The Kansas City STEM Alliance manages Project Lead the Way, as well as serves as a coordinator for the more than 100 STEM-related organizations, in the Kansas City area. Created in 2011, the KC STEM Alliance was charged to address the emerging need for more students participating in STEM subjects.

Since 2011, through the administration of the KC STEM Alliance, Project Lead the Way enrollment in Kansas City has grown from 10,000 students to 73,000 students (see graph). In addition, the KC STEM Alliance expanded the other signature program it administers – FIRST Robotics – by focusing on students that have been traditionally underserved in robotics competitions. It worked aggressively to increase teams led by girls and students of color from 11 to 27, a significant increase in participation by these students.

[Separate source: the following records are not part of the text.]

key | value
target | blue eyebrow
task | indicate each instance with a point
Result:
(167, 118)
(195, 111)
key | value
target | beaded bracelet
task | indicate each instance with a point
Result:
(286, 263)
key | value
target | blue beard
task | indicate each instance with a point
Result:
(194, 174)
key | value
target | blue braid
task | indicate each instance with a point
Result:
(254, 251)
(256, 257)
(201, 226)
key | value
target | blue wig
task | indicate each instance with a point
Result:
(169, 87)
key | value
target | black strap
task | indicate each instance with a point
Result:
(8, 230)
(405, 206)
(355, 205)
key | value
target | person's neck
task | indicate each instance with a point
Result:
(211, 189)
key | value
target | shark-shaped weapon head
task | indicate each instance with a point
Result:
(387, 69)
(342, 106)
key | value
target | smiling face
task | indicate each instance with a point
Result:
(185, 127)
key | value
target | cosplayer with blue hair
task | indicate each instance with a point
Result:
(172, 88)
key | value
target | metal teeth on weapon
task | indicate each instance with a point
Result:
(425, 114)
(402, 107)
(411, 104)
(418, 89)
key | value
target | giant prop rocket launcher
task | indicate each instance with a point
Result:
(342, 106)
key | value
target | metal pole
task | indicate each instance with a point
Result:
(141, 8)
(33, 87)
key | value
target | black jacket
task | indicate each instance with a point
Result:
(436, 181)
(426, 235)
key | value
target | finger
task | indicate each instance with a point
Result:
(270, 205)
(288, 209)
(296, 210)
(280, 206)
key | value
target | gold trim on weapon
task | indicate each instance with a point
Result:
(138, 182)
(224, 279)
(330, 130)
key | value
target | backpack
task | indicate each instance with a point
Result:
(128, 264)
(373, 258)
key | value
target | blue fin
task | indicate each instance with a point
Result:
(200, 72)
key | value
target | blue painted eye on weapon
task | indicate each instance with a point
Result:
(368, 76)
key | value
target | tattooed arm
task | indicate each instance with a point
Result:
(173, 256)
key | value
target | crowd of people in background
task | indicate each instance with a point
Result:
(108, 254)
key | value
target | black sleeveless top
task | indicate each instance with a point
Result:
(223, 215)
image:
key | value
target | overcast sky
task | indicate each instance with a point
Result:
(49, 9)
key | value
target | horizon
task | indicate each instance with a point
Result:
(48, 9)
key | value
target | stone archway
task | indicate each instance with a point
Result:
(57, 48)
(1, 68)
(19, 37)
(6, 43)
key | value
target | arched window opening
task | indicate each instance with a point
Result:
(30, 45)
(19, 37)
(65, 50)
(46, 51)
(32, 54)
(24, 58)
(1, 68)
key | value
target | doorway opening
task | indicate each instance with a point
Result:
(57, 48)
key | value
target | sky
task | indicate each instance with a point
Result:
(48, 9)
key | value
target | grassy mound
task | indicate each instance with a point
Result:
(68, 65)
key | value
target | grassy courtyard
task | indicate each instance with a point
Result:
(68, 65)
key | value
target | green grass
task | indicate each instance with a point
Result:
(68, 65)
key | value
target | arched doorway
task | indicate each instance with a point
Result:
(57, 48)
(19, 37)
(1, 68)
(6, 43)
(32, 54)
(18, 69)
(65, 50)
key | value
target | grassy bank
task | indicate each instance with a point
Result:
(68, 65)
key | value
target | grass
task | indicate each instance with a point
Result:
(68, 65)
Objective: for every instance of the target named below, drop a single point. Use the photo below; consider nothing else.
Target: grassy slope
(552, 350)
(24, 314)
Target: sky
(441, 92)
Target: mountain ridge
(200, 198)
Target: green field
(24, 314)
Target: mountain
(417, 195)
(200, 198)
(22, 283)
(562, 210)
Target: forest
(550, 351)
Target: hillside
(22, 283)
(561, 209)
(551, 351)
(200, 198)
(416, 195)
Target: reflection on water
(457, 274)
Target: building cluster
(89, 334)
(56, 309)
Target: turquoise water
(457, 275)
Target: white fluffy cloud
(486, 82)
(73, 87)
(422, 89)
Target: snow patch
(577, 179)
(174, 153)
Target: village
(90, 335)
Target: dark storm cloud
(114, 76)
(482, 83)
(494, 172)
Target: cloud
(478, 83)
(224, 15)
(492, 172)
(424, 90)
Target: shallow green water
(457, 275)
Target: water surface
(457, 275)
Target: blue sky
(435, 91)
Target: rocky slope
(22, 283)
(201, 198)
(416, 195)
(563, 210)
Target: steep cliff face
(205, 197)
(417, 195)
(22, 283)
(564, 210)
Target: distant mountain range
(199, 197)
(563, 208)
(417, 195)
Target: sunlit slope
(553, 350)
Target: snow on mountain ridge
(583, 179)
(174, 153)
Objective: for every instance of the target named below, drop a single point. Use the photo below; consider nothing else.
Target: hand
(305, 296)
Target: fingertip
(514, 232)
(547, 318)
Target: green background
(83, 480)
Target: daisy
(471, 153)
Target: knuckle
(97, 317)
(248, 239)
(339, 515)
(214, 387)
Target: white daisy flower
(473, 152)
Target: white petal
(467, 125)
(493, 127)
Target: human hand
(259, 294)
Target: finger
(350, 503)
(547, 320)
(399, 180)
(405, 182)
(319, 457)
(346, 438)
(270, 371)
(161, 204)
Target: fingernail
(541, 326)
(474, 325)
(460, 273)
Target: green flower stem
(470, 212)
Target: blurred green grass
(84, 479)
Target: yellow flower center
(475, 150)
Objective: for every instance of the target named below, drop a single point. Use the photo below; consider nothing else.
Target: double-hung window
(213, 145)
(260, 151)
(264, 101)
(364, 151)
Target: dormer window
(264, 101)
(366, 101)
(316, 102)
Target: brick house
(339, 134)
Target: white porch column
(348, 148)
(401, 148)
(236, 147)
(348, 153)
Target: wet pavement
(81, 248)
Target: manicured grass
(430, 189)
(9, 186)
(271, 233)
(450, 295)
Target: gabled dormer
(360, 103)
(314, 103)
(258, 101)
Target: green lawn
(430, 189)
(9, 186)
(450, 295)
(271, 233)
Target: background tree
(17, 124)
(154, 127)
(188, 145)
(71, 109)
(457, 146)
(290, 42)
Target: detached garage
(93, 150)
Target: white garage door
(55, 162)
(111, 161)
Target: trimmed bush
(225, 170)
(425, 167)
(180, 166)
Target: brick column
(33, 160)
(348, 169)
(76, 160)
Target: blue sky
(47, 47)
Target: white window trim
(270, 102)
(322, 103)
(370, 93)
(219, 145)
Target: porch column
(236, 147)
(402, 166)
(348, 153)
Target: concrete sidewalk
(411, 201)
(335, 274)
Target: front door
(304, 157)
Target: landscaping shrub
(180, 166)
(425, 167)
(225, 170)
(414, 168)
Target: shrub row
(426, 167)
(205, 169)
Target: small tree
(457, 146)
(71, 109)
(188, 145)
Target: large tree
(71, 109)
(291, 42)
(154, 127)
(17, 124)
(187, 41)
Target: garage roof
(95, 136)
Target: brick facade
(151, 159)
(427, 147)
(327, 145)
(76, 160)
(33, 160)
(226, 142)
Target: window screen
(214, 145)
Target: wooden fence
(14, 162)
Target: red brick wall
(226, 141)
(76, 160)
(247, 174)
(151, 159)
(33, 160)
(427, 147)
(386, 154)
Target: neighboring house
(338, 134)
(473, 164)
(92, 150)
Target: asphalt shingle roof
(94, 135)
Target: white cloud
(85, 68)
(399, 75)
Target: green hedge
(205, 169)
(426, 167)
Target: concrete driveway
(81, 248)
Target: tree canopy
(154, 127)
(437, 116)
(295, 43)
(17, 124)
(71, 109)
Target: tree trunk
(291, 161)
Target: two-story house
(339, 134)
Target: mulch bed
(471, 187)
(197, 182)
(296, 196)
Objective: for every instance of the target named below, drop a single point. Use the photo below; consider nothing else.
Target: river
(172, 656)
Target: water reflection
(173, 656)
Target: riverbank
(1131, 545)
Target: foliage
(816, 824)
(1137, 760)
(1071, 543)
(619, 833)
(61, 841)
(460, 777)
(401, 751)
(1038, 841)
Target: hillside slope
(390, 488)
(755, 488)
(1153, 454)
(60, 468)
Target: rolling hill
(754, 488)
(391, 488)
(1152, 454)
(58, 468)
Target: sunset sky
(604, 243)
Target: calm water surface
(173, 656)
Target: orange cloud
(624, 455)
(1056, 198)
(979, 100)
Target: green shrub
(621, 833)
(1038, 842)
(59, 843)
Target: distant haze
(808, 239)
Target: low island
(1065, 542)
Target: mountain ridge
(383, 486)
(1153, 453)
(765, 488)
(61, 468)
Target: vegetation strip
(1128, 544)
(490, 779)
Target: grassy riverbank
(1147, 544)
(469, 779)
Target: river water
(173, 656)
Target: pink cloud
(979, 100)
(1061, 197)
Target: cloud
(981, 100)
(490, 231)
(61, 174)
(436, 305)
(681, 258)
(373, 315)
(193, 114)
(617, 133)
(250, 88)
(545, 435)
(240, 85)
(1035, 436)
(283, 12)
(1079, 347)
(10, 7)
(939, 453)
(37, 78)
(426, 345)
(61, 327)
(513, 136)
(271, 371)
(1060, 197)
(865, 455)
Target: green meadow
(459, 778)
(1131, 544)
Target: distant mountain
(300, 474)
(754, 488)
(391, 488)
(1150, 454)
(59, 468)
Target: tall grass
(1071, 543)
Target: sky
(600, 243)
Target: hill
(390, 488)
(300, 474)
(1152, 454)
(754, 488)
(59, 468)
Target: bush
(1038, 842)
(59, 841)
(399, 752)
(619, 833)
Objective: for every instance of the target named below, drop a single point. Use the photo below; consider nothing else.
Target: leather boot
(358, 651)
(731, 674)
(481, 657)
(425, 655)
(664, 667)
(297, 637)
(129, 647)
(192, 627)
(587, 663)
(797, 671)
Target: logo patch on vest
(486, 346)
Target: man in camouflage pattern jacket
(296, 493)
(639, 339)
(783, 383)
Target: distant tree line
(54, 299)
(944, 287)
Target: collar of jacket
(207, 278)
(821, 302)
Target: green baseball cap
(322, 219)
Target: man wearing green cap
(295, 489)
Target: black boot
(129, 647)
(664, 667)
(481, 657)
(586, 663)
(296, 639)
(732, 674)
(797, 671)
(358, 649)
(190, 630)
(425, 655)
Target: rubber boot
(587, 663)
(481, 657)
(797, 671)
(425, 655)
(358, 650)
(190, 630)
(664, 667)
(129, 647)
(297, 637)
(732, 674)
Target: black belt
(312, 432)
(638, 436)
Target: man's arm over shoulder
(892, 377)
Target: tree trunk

More recently, the leadership of the KC STEM Alliance was recognized nationally as Executive Director Martha McCabe was recently invited by Kansas Governor Jeff Colyer to attend the first-of-its-kind State-Federal Science, Technology, Engineering, and Math (STEM) Education Summit hosted by The White House Office of Science and Technology Policy (OSTP), in Washington, D.C.

Supporting STEM

Because of it leadership and results in the STEM field, the Kauffman Foundation recently awarded a three-year $1.1 million grant to expand KC STEM Alliance programming to more students and schools as well as build its long-term financial stability.

STEM, rethinking educationCourtesy of KC STEM Alliance

To best support the needs of students and our communities, we must work at every level of government, short- to long-term, and engage the voices of those who are not often at the table in this discussion, including students, families, and educators.

We also must leverage every opportunity and program to support positive changes. Adapting a system of education to meet our nation’s long-term needs is complex and fraught with challenges, but through a combination of listening, learning, and working together, it can be done. Programs such as Project Lead the Way, KC STEM Alliance, and the hundreds of voices engaged in Rethink Education all point to the possibilities.

We can work together for a goal that by 2030 every student is prepared to meet the challenges of the economy and eliminate the projected gaps not only in Missouri, but also in our nation.